Im Cluster »Technik, Wissenschaft und Ökonomie« klärt Andreas Beyer
zunächst das Verhältnis zwischen Natur- und Geisteswissenschaften
und problematisiert den Zusammenhang zwischen Überbevölkerung und
Umweltzerstörung, wobei er die Haltung der katholischen Kirche zur
Geburtenkontrolle kritisiert. Leider spricht er die entscheidende
Rolle der Bildung insbesondere der Frauen nicht an. Unverständnis
und Ablehnung prägt den längsten Artikel des Betriebswirtschaftlers
Manfred Becker, der in einem verengten Wirtschaftsverständnis
verhaftet bleibt und eher eine Apologie des Marktes und der BWL
bietet, jedoch problematische Folgen ausblendet. Das Problem der
Externalisierung taucht im gesamten Cluster nicht auf, obwohl es
als Hauptproblem des Konfliktes zwischen Umwelt und Wirtschaft in
der Umweltökonomie fest verankert ist. Wohltuend ist der daran
anschließende Beitrag des Volkswirtes Johannes Schmidt, der den
Begriff der Nachhaltigkeit im Drei-Säulen-Modell von Ökonomie,
Soziales und Ökologie darlegt, auf mögliche Zielkonflikte eingeht
und sie auflöst. Er stimmt der Analyse der Enzyklika zu, dass
soziale und ökologische Aspekte nicht sinnvoll zu trennen sind,
Fragen der Gerechtigkeit bzw. der Verteilung sind seinem Ansatz
nicht fremd.
Die Beiträge im Cluster »Gesellschaft und Konsum« schließen auf
einer anderen Ebene an, wenn Armin Grunwald der Verantwortung der
Konsumenten und deren Verstrickung in fremdbestimmten Strukturen
nachgeht und eine verteilte Verantwortung von Konsumenten sieht,
die zugleich als Bürger für die Gestaltung der Rahmenbedingungen
mitverantwortlich sind.
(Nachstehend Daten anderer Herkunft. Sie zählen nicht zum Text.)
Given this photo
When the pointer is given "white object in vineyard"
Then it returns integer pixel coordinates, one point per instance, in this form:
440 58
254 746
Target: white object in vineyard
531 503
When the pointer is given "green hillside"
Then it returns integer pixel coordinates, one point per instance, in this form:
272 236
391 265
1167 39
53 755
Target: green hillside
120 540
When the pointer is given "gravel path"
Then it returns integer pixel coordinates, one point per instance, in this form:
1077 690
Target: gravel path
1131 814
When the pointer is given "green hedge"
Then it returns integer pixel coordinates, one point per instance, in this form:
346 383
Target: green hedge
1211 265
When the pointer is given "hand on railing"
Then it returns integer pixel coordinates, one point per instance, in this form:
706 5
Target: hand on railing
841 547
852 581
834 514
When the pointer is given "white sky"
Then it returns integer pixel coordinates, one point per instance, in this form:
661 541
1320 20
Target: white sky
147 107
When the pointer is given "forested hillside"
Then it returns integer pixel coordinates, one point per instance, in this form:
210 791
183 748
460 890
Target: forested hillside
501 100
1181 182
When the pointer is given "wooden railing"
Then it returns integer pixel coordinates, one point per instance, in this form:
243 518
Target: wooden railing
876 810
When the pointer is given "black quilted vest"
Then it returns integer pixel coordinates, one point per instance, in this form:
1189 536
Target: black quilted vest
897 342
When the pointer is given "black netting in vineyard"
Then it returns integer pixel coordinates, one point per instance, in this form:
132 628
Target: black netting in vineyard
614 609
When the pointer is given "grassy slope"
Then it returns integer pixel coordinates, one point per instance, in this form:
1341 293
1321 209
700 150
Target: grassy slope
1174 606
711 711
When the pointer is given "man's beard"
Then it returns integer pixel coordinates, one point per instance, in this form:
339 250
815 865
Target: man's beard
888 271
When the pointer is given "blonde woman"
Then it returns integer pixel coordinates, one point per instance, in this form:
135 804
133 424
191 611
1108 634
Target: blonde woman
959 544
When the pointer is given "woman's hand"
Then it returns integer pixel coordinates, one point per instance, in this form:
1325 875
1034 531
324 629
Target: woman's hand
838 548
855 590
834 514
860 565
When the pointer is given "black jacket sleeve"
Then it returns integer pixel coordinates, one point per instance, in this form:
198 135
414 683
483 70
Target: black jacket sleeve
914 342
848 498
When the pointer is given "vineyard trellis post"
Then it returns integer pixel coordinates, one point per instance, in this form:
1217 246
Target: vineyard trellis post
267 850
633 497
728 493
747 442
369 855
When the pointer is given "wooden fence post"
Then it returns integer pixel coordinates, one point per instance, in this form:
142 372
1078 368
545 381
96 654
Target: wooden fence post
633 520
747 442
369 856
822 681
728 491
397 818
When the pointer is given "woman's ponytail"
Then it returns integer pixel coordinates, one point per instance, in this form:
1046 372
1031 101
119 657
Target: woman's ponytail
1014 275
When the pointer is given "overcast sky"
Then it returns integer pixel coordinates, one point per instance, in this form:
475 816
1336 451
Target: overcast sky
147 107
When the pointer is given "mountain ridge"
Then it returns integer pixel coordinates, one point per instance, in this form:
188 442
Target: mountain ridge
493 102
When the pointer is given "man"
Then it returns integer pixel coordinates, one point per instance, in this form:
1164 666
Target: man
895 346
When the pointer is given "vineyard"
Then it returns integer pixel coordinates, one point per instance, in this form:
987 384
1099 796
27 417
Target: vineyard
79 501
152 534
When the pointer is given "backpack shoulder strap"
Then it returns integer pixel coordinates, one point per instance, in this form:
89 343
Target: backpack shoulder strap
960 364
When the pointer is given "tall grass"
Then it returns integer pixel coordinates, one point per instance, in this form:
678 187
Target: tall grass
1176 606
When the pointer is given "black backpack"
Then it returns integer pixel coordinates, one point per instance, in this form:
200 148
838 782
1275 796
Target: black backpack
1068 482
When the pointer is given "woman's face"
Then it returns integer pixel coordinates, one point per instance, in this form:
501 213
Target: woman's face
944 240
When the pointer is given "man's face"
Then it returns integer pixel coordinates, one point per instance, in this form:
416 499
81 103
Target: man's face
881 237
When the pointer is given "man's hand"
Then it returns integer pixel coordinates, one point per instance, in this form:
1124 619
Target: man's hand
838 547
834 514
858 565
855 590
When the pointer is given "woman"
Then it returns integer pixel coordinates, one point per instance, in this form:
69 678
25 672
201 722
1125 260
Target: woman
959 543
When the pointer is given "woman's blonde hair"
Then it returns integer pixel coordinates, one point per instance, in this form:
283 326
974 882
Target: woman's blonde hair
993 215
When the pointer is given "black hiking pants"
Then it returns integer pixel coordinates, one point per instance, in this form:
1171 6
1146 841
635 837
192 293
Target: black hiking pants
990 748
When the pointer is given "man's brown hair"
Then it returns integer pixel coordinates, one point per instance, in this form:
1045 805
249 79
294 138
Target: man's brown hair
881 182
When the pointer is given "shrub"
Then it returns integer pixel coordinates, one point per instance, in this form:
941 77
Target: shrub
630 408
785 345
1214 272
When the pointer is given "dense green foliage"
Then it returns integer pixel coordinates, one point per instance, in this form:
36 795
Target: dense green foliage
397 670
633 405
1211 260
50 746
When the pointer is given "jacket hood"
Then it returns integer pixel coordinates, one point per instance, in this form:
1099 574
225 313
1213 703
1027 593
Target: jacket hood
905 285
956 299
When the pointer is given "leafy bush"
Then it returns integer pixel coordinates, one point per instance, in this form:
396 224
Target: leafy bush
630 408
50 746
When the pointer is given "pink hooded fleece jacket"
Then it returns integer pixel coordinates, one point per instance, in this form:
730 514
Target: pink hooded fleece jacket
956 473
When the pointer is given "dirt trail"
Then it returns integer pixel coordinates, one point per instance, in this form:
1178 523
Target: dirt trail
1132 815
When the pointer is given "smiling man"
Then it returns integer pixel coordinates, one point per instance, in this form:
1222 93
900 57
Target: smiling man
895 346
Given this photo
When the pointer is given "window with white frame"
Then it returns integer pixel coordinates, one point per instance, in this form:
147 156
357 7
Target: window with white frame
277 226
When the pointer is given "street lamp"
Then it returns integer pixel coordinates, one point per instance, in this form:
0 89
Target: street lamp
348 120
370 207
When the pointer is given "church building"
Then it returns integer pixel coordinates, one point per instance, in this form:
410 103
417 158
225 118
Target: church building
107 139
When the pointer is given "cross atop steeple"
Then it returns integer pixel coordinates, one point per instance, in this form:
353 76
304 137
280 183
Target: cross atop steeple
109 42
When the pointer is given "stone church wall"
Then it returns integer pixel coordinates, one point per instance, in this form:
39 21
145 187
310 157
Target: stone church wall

Michael Opielka zeigt die Bedeutung der
Religion für die Wertproblematik auf, während Hans Peter Klein die
problematischen Folgen einer Ökonomisierung wie Privatisierung
aller Lebensbereiche darlegt.
In dem sechs Artikel umfassenden Cluster »Kultur, Religion und
Psychologie« sieht der katholische Theologe Elmar Nass in der
Enzyklika ein neues Paradigma, welches die Spiritualität für
Sozialethik fruchtbar macht. Sollte der Graben zwischen Einsicht
und Tun überbrückt werden, dann darf man wohl von einer Innovation
für die heutigen wirtschafts- und sozialethischen Diskurse
sprechen, die zu Recht als Strukturenethik sich von der
Individualethik abheben. Spiritualität und Engagement wären damit
als politische Praxis zu verstehen. – Einen weiteren
Paradigmenwechsel sieht Christoph Bals in der Abkehr von der
Herrschaft des Menschen hin zu »Geschwisterlichkeit im gemeinsamen
Haus« und findet über die Rolle des Gemeineigentums zu politischen
Forderungen.
Unter der Überschrift »Transfer« sind die Beiträge von Ulf Hahne
und Anja Maritneit hervorzuheben: Während der eine
Raumnutzungsmuster analysiert und konkrete
Veränderungsmöglichkeiten aufzeigt, beschreibt die andere die
Bedeutung der Ernährung für Klima und Gerechtigkeit sowie
regionaler und globaler Vernetzung.
Fazit: Zu empfehlen ist der Sammelband für Religions-, Ethik-,
Wirtschafts- und Politiklehrer und darüber hinaus engagierten
Gruppen nicht nur in katholischen Gemeinden.